Question 457965
Suppose we take d/dx of both sides:


*[tex \LARGE \frac{d}{dx}(x^2 - 2xy + y^3) = \frac{d}{dx} (1)]


Applying the basic derivation rules such as the power rule, chain rule, and product rule,


*[tex \LARGE 2x - 2(y + x\frac{dy}{dx}) + 3y^2\frac{dy}{dx} = 0]


Solving for dy/dx yields

*[tex \LARGE \frac{dy}{dx} = \frac{2y - 2x}{3y^2 - 2x}]


The slope is vertical when the denominator of dy/dx is zero and the numerator is non-zero. It must be noted that all (x,y) that satisfy 3y^2 - 2x = 0 must also satisfy the original curve.
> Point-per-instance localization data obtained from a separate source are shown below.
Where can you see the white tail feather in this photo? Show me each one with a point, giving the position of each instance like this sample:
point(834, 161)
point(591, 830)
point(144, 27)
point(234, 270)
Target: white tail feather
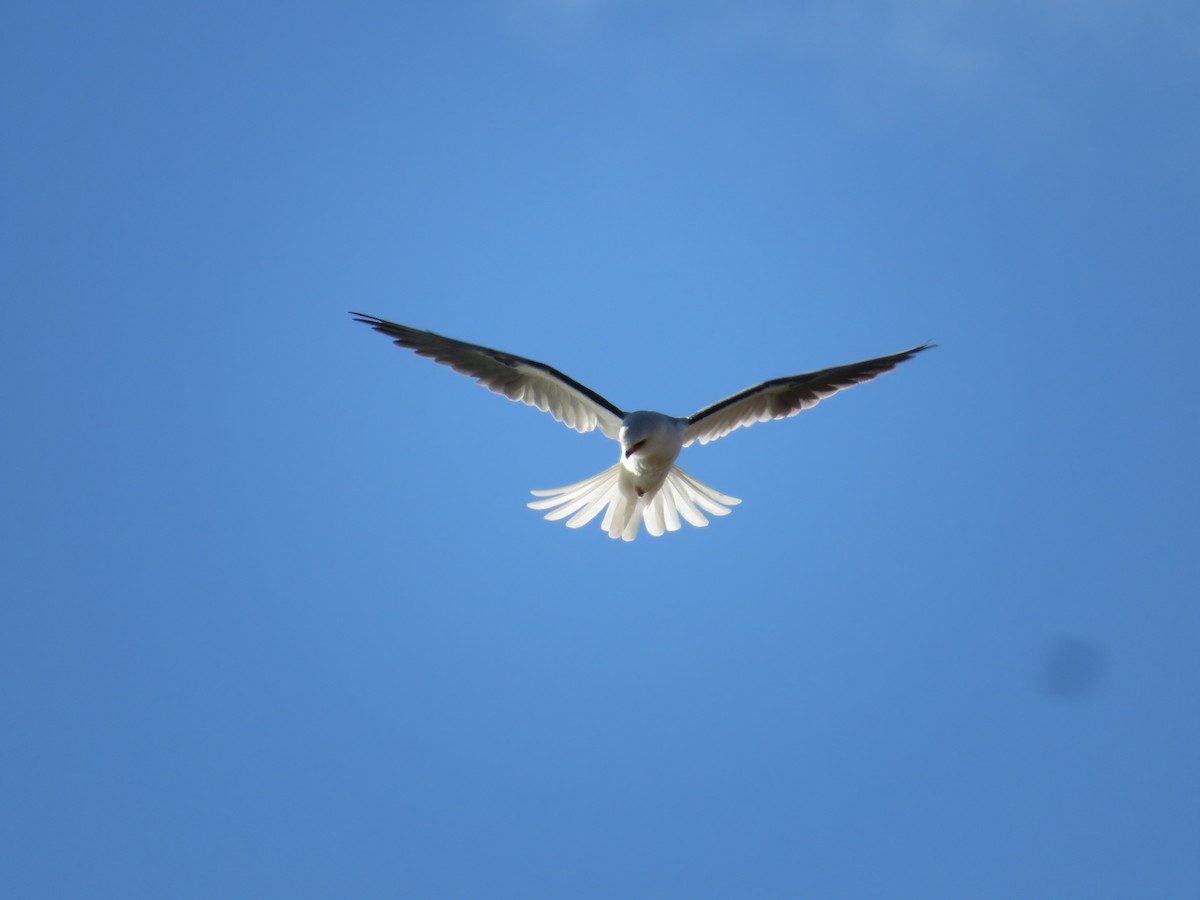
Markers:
point(624, 511)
I did not want to attempt to solve the system of two equations (it would be quite difficult as well since it involves cubics), so I used Wolfram to find the points on the graph where dy/dx has denominator zero. WolframAlpha lists (0.653, -0.660) and (2.046, 1.168) as the only such points. The graph of the curve and the parabola 3y^2 - 2x = 0 can be found by going to the URL below (the intersection of the curves show the desired points):


http://www.wolframalpha.com/input/?i=x^2+-+2xy+%2B+y^3+%3D+1+and+3y^2+-+2x+%3D+0


FYI: Another alternative might be to use polar coordinates and then differentiate. However, this solution might be longer since you will have to solve for r first.